Pans with Extended Rims Gave Us a Place to Hold
The dimensions of the pans also affected how easy they were to handle. Some of these pans had very little space around their rims. The rims on the smallest tins were just ½ inch wide, so we didn’t have a convenient place to put our hands. With these tins, we had to pay special attention to avoid accidentally dropping them or poking the baked goods with our oven mitt. Pans with rims that were at least 1 inch wide were easier to handle. We liked that we could securely grab them without inadvertently leaving a fingerprint in our food or batter on our mitts, a feature we liked in our favorite 12-cup tin, too.
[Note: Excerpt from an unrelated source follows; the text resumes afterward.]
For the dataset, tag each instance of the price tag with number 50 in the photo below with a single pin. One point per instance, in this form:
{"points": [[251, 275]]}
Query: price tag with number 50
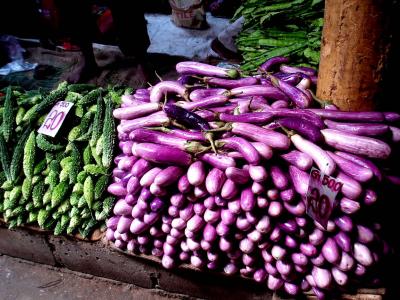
{"points": [[55, 118], [321, 196]]}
The Color of the Pan Is Important
We also considered the browning on the baked goods. The tops of the foods baked in all the tins looked evenly browned, and the foods were done within the time ranges cited in each recipe. It wasn’t until we removed the foods from their tins that we noticed differences. The materials and colors of the pans determined how darkly (or not) the sides and the bottoms of food browned. The white porcelain and gold-colored metal tins produced golden-brown food, while the darker metal pans produced food with darker browning. One pan didn't brown food well. It was made from shiny stainless steel, which reflects heat from the oven more than it absorbs it, so its baked goods turned out pale and flabby. We preferred the tins that gave us evenly browned baked goods.
We Like Pans That Are Nonstick
Four of the muffin tins had nonstick coatings, so they each released foods easily. These nonstick models were also easy to wash. One stainless-steel tin without a nonstick coating released food cleanly, though not as easily as those with nonstick coatings. The other tin without a nonstick coating, the porcelain model, didn't fare well. Small pieces of the muffins were left behind, stuck to the cups’ walls. The porcelain pan was especially difficult to clean because it was quite heavy—more than 3 pounds—and it became slippery in the sink
The Best Six-Cup Muffin Tin: Williams Sonoma Goldtouch Pro Muffin Pan, 6-Well
Our favorite six-cup muffin tin is the Williams Sonoma Goldtouch Pro Muffin Pan, 6-Well. The cups have large capacities, about 6½ tablespoons, and there’s enough space in between each cup to ensure that the contents don’t run into each other as they bake. The extended rim around the exterior of the tin makes it easy to securely move the tin into and out of the oven. Gold-colored, this tin produced beautiful golden-brown muffins and cupcakes with evenly browned sides and bottoms. Food also released without extra effort and left nothing behind. As a result, we were able to clean this tin quickly and easily. At roughly half the price, the Wilton Recipe Right Non-Stick/MD 6 Cup Muffin Pan is also a great choice. Because the rim is less spacious than our winner’s, it was harder to find a secure place to hold the hot tin while wearing oven mitts. However, food released easily, and it produced evenly browned baked goods that didn’t run together. If you have a toaster oven and/or limited storage space, or if you regularly make half batches of muffins or cupcakes, either of these pans will make an excellent addition to your bakeware collection.
- Test six 6-cup muffin tins, priced from about $11 to about $26
- Conduct all tests in our winning toaster oven, the Breville Smart Oven
- Bake Basic Muffins
- Bake Easy Birthday Cupcakes
- Make Muffin Tin Frittatas
- Hand-wash each pan 10 times
Release: We rated how well each tin released food from its cups (which we sprayed with vegetable oil spray before each test).
Browning: We evaluated the browning of the food baked in each tin.
Food Shape: We evaluated the shapes of the baked goods produced by each tin.
Handling: We considered how comfortable each tin was to hold and to maneuver into and out of the oven.
Cleaning: We evaluated how easy each tin was to wash by hand.